Up until a few weeks ago, I had not heard of a destemmer – although I had certainly heard the noise they make! It’s like a churning, rattling oil-drum of spanners and wrenches – quite deafening at close quarters and still audible through several stone walls! This device gently(!) removes the grapes from the stems, so as not to contaminate the juice with their green flavour.
The loose grapes are now sucked into the press, and out drops the must – the fresh grape juice. Which I have to say tastes amazing! We were recently invited to watch the process at the Plančić winery, where we were greatly inpressed by the amount of sheer physical work involved, and by the efficiency of this team of brothers that has clearly done this task many times before!
This first juice is produced just under its own weight, no squeezing involved. There’s choices to be made by the winemaker, as to how long the skins and pips should be left in the juice to add flavour to the final wine. The must is carefully tested and tasted to check the quality, and pumped into a stainless steel tank. As I followed the pipe in the door of the winery and across the floor to the tank, I heard a low-level bubbling coming from the next tank along. This turned out to contain red grape juice already halfway through the fermenting stage.
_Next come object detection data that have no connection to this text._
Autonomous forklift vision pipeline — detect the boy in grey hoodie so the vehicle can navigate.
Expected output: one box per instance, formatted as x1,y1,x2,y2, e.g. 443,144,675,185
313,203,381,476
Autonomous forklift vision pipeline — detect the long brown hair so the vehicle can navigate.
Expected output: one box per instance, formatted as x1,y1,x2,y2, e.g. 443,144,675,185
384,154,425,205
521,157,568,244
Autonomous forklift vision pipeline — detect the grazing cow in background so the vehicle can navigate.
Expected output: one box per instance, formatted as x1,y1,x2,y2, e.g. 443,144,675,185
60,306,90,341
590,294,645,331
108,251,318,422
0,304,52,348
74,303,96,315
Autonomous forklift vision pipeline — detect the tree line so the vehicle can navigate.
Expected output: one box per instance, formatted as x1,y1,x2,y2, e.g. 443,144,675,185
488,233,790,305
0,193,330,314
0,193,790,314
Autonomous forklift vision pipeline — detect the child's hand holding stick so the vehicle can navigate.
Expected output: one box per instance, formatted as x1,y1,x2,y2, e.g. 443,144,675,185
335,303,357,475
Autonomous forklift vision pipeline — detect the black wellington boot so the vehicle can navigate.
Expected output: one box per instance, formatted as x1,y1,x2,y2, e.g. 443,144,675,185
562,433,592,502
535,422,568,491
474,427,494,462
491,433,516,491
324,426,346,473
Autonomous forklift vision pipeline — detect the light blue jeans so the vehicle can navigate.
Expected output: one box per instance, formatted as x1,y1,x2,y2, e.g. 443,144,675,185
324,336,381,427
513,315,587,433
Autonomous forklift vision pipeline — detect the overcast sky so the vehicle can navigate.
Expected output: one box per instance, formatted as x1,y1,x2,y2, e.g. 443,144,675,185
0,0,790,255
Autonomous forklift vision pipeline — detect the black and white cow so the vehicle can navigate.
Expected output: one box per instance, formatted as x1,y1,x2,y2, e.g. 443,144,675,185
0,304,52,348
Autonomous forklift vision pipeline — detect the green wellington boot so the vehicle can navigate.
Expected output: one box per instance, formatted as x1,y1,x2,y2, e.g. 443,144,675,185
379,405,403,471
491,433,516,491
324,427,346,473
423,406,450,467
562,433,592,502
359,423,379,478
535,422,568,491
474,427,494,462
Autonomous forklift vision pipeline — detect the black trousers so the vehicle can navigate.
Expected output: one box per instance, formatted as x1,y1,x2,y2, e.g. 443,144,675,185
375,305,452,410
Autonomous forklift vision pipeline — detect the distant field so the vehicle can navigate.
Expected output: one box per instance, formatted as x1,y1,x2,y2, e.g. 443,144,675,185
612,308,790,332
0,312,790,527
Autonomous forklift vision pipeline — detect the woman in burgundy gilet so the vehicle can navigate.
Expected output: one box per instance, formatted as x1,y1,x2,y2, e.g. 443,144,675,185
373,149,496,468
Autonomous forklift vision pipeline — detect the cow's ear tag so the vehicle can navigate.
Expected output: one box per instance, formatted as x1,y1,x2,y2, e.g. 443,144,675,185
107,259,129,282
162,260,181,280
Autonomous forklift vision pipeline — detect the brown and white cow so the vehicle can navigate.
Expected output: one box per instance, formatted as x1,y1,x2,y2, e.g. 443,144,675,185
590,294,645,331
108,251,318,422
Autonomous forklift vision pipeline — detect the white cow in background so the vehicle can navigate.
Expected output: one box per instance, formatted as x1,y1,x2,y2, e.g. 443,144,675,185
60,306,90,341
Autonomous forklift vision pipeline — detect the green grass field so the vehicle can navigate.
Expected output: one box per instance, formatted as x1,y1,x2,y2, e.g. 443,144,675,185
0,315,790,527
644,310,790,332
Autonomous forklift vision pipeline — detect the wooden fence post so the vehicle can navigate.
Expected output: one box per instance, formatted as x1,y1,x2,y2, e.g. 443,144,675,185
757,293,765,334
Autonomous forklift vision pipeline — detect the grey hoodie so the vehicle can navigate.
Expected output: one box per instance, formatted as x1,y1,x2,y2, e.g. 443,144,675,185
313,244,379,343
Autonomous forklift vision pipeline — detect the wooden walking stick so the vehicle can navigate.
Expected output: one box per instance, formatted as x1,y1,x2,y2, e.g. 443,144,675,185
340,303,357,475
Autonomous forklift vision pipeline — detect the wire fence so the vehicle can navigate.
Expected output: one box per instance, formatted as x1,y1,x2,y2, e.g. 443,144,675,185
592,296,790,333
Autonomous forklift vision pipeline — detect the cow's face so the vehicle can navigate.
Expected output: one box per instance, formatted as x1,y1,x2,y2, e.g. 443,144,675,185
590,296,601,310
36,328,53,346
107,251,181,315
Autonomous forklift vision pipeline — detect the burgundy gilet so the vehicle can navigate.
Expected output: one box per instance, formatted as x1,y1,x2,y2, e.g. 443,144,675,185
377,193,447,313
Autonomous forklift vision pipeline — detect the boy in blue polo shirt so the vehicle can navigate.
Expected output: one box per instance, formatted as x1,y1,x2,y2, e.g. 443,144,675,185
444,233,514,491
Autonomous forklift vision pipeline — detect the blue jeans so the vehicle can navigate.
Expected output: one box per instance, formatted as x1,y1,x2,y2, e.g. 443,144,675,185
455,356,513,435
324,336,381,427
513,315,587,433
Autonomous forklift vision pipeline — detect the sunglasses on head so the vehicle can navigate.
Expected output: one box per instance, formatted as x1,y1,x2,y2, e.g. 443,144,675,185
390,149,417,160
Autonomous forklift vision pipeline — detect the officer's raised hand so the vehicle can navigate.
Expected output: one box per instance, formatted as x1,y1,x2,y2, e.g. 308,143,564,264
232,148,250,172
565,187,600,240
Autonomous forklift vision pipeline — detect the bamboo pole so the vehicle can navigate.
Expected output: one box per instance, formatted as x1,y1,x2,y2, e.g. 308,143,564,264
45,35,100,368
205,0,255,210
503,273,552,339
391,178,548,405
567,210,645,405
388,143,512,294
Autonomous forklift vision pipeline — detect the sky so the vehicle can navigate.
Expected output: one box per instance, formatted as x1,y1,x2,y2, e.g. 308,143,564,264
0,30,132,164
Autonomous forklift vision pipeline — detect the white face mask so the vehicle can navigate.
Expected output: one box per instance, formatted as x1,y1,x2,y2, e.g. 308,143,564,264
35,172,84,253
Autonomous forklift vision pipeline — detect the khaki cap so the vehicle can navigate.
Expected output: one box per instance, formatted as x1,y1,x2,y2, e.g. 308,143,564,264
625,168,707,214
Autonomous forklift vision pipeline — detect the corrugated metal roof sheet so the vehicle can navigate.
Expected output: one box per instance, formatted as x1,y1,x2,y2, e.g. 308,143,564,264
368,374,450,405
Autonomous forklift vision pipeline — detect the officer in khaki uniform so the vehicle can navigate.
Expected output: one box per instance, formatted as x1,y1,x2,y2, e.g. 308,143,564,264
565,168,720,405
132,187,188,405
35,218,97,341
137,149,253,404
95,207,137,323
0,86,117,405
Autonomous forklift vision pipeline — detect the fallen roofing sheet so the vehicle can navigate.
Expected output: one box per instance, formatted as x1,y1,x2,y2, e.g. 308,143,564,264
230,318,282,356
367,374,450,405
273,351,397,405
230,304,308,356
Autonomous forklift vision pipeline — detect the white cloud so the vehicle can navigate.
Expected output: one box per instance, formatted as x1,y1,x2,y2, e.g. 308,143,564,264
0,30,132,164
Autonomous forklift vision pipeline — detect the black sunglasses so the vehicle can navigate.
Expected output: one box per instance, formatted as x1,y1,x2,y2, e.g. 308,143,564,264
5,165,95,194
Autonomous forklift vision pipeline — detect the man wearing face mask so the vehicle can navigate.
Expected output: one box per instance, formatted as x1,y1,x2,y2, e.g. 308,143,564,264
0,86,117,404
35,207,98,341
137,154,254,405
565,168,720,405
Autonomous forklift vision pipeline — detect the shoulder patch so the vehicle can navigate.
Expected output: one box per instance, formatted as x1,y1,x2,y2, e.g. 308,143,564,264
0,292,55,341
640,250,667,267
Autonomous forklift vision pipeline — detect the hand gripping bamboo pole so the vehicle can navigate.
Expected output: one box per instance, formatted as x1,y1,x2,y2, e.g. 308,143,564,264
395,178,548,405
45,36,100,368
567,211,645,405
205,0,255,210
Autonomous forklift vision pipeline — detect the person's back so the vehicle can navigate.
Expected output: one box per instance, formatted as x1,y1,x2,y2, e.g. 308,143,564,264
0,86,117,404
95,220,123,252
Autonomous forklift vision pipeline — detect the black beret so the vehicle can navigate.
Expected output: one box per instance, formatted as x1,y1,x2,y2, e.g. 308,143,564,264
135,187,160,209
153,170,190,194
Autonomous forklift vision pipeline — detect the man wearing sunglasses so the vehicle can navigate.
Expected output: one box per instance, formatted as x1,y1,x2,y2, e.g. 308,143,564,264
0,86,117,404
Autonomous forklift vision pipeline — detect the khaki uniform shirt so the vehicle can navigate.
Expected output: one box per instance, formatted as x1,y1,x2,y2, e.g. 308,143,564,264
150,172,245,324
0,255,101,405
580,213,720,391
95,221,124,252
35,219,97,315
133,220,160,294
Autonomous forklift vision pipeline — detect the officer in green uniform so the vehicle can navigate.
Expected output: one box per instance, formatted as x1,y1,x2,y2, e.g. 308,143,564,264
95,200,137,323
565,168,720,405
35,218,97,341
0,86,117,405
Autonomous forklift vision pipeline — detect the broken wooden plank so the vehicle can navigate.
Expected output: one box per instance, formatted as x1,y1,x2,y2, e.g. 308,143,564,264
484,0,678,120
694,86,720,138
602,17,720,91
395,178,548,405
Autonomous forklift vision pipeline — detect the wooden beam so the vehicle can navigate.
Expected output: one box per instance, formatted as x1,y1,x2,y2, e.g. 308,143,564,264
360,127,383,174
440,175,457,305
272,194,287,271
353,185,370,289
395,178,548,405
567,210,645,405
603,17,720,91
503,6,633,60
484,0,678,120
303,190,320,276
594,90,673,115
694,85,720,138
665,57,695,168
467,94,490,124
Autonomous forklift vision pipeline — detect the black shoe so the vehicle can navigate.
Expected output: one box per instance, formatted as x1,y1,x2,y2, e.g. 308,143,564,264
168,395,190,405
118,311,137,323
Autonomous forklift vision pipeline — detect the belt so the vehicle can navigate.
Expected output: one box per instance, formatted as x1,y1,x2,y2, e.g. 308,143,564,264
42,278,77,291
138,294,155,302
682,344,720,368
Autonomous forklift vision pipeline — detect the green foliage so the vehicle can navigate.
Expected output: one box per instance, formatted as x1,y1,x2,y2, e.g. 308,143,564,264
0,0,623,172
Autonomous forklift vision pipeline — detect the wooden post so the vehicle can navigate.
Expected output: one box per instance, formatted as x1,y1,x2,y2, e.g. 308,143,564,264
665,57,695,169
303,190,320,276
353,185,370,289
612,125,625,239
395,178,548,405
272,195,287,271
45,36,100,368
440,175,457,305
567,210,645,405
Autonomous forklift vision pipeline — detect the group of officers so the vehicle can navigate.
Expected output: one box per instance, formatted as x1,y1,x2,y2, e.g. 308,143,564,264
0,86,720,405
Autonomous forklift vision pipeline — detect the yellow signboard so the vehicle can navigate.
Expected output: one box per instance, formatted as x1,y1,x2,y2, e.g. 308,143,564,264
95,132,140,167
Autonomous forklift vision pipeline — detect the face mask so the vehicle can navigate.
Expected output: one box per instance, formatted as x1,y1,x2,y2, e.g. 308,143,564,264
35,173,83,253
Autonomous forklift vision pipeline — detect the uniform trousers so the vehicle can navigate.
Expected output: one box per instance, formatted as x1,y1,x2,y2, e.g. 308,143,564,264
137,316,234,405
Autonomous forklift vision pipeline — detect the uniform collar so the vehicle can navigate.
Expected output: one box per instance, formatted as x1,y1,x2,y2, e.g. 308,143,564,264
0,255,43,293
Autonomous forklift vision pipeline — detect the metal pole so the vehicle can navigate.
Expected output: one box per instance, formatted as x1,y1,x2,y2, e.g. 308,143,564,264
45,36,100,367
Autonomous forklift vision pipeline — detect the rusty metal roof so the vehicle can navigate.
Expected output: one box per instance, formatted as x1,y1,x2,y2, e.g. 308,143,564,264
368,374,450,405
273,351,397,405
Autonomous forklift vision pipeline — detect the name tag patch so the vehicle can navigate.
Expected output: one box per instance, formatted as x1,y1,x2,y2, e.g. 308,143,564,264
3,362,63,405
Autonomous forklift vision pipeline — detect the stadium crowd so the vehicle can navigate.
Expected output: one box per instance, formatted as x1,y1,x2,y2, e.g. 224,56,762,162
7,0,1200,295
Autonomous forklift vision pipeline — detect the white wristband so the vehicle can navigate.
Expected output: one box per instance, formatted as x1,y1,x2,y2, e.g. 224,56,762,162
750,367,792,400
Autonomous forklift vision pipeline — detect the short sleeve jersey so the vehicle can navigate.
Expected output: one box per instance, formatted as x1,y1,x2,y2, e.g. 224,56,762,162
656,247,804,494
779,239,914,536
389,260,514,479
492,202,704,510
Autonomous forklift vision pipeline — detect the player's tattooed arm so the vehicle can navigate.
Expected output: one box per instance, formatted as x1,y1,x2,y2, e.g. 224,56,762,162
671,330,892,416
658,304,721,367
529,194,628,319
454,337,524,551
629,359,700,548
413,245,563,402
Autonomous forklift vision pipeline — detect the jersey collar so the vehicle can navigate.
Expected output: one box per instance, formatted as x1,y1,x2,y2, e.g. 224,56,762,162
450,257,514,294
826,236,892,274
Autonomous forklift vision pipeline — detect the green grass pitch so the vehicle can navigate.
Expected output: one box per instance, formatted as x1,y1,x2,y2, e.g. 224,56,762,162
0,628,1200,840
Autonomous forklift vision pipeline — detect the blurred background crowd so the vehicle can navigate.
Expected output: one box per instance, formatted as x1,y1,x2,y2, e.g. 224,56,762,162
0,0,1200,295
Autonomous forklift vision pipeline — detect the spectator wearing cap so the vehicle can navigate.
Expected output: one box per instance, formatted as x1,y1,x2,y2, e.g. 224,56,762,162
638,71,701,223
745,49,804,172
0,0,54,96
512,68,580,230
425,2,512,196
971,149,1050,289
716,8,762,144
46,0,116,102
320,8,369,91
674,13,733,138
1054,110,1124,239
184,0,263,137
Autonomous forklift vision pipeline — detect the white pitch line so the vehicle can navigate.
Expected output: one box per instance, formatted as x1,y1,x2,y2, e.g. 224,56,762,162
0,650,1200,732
The wooden bars are holding down the grapeskins which, in red wine, need to spend time in the juice adding colour and flavour. It wasn’t obvious to me, but fresh grape juice from red grapes is not red at all, it’s the same colour as the juice from white grapes! All the colour in red wine is leeched from the skins, which at this point are broken and bruised. It’s up to the individual winemakers exactly how long they will leave the skins macerating in the juice to achieve the effect they want for each batch.
And, of course, the wafting smell of fermenting grape juice is everywhere. When I open my front door in the morning, it hits me – that sweet yeasty smell that promises well for this year’s vintage. September is a busy time on Hvar!